Hannover. Geeignete Baugrundstücke können unter bestimmten Bedingungen enteignet werden, in Tübingen hat der Oberbürgermeister das angestoßen. In Niedersachsen gibt es keine derartigen Pläne - und dafür andere Vorstöße und Ideen.

Die Enteignung baureifer Grundstücke, die im Südwesten unter bestimmten Bedingungen möglich ist, ist in Niedersachsen derzeit kein Thema. "Wir haben keine entsprechenden Pläne", sagte ein Sprecher des Bauministeriums dazu in Hannover. "Wir arbeiten derzeit daran, andere bereits bestehende Regeln zum Schutz und Erhalt von Wohnraum verbessern zu können." Dazu gehöre etwa, vorhandene Baulücken zu schließen.

Bereits Anfang Februar hatte das Kabinett eine auf fünf Jahre befristete Gesetzeslockerung beschlossen. Sie soll die Schaffung von bezahlbaren Wohnungen durch Umbau, Erweiterung und Umnutzung bestehender Immobilien erleichtern. So sollen etwa Anforderungen an den Bau von Autostellplätzen sowie die Barrierefreiheit in bestimmten Fällen ausgesetzt werden. Auch das Aufstocken von Gebäuden und der Ausbau des obersten Geschosses sollen erleichtert werden.

"Es ist ein Problem, Bauland zu gewinnen, doch durch Enteignungsverfahren kommt man da nicht weiter", sagte Jan Arning, Geschäftsführer des Niedersächsischen Städtetages. Das könne zu jahrzehntelangen Verfahren führen. "Besser ist es, auf Ausgleichsleistungen zu verzichten oder vorhandene Gebäude aufzustocken", meinte er mit Blick auf den Wohnungsbedarf. "Ich habe aus Niedersachsen nicht gehört, dass es entsprechende Versuche gibt, unbebaute Grundstücke zu enteignen", sagte Arning. "In den Städten gibt es ja auch gar nicht mehr so viele Grundstücke."

"Im Moment ist das kein Thema in Niedersachsen", sagte auch Thorsten Bullerdiek, Sprecher des Niedersächsischen Städte- und Gemeindebundes. "Gemeinden haben das Vorkaufsrecht, das führt oft zum Erfolg", sagte er. "Eine Enteignung in dem Zusammenhang ist nur das letzte Mittel, die gesetzlichen Hürden sind sehr hoch." Bullerdiek waren ebenfalls keine derartigen Fälle aus jüngster Zeit bekannt.

In Baden-Württemberg hatte Tübingens Oberbürgermeister Boris Palmer (Grüne) im vergangenen Jahr Briefe an Grundstückseigentümer verschickt, die er zum Verkauf ihrer Flächen zwingen wollte, wenn sie diese nicht bebauen.
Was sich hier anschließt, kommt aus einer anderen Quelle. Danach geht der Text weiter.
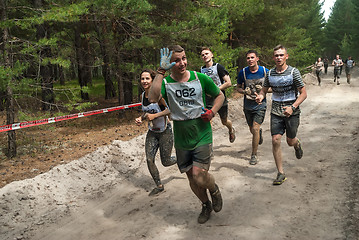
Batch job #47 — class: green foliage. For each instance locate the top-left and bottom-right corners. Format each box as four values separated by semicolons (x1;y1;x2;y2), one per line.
324;0;359;58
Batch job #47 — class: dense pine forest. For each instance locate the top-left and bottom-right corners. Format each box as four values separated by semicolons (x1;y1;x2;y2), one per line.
0;0;359;157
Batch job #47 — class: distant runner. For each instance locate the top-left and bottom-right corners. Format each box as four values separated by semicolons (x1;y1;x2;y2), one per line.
201;47;236;143
237;50;268;165
345;56;355;84
332;55;343;85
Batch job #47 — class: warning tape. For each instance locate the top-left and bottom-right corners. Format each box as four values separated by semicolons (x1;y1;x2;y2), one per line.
0;103;141;132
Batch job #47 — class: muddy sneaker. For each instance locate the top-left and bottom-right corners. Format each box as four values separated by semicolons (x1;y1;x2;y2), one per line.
294;138;303;159
229;127;236;143
273;172;287;185
148;186;165;196
161;156;177;167
198;200;212;224
249;154;258;165
209;184;223;212
258;128;263;145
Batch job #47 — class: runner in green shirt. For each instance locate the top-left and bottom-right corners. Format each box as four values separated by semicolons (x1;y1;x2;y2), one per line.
149;45;224;223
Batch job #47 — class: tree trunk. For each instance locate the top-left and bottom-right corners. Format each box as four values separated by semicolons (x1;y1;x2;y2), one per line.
94;16;116;99
34;0;55;111
6;86;17;158
0;0;16;158
75;20;92;100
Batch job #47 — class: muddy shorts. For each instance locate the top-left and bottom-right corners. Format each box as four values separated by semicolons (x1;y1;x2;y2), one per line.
243;108;266;127
270;113;300;138
176;143;213;173
345;67;353;74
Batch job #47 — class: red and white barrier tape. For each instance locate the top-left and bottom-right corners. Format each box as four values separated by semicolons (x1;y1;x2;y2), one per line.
0;103;141;132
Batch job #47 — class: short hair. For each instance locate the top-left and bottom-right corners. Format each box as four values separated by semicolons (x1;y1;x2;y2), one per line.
273;44;287;52
201;47;212;52
140;68;156;80
246;49;258;57
168;45;184;52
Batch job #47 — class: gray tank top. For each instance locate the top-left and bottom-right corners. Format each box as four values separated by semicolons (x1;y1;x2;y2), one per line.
142;92;167;132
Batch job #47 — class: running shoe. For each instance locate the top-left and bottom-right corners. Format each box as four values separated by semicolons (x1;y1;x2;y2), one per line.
148;186;165;196
258;128;263;145
209;184;223;212
273;172;287;185
229;127;236;143
161;156;177;167
198;200;212;224
294;138;303;159
249;154;258;165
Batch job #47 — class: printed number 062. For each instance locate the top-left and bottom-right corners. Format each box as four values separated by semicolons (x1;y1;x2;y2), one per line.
176;88;196;97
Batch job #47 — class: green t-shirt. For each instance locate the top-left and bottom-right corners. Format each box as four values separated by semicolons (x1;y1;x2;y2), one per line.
161;71;220;150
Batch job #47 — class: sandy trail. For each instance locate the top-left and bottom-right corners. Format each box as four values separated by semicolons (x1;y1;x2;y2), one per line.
0;68;359;240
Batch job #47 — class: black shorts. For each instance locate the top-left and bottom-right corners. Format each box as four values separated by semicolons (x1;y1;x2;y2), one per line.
176;143;213;173
218;104;228;119
243;108;266;127
270;113;300;139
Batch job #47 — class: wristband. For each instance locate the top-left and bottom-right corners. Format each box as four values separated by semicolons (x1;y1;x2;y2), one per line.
157;67;166;76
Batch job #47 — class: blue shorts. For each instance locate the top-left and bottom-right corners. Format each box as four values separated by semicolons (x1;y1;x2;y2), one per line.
270;113;300;139
176;143;213;173
243;108;266;127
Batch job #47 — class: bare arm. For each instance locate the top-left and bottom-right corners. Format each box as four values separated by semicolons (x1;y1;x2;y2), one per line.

Er stützte sich dabei auf Paragraf 176 des Baugesetzbuches, der ein Baugebot formuliert. Komme ein Eigentümer dem nicht nach, könne ein Enteignungsverfahren eingeleitet werden, hieß es in Tübingen.

Auch der Grünen-Bundesvorsitzende Robert Habeck hält Enteignungen prinzipiell für denkbar. Wenn etwa Eigentümer brachliegender Grundstücke weder bauen noch an die Stadt verkaufen wollten, müsse notfalls die Enteignung folgen, sagte er im vergangenen April der "Welt am Sonntag".

In Niedersachsen will Bauminister Olaf Lies (SPD) dagegen mit einer landeseigenen Wohnungsbaugesellschaft dafür sorgen, dass das Wohnen bezahlbar bleibt - trotz Skepsis beim Koalitionspartner CDU. "Jede Wohnung mehr, die unsere Partner bauen, ist gut. Aber am Ende wird das aus meiner Sicht nicht ausreichen", sagte Lies am Montag in Hannover. "Wir werden uns jetzt bis zum Sommer Gedanken machen müssen, wie eine Struktur aussehen kann, welche rechtlichen Möglichkeiten da sind." Dann komme es darauf an, ob es innerhalb der Landesregierung eine Mehrheit für eine Wohnungsbaugesellschaft gebe.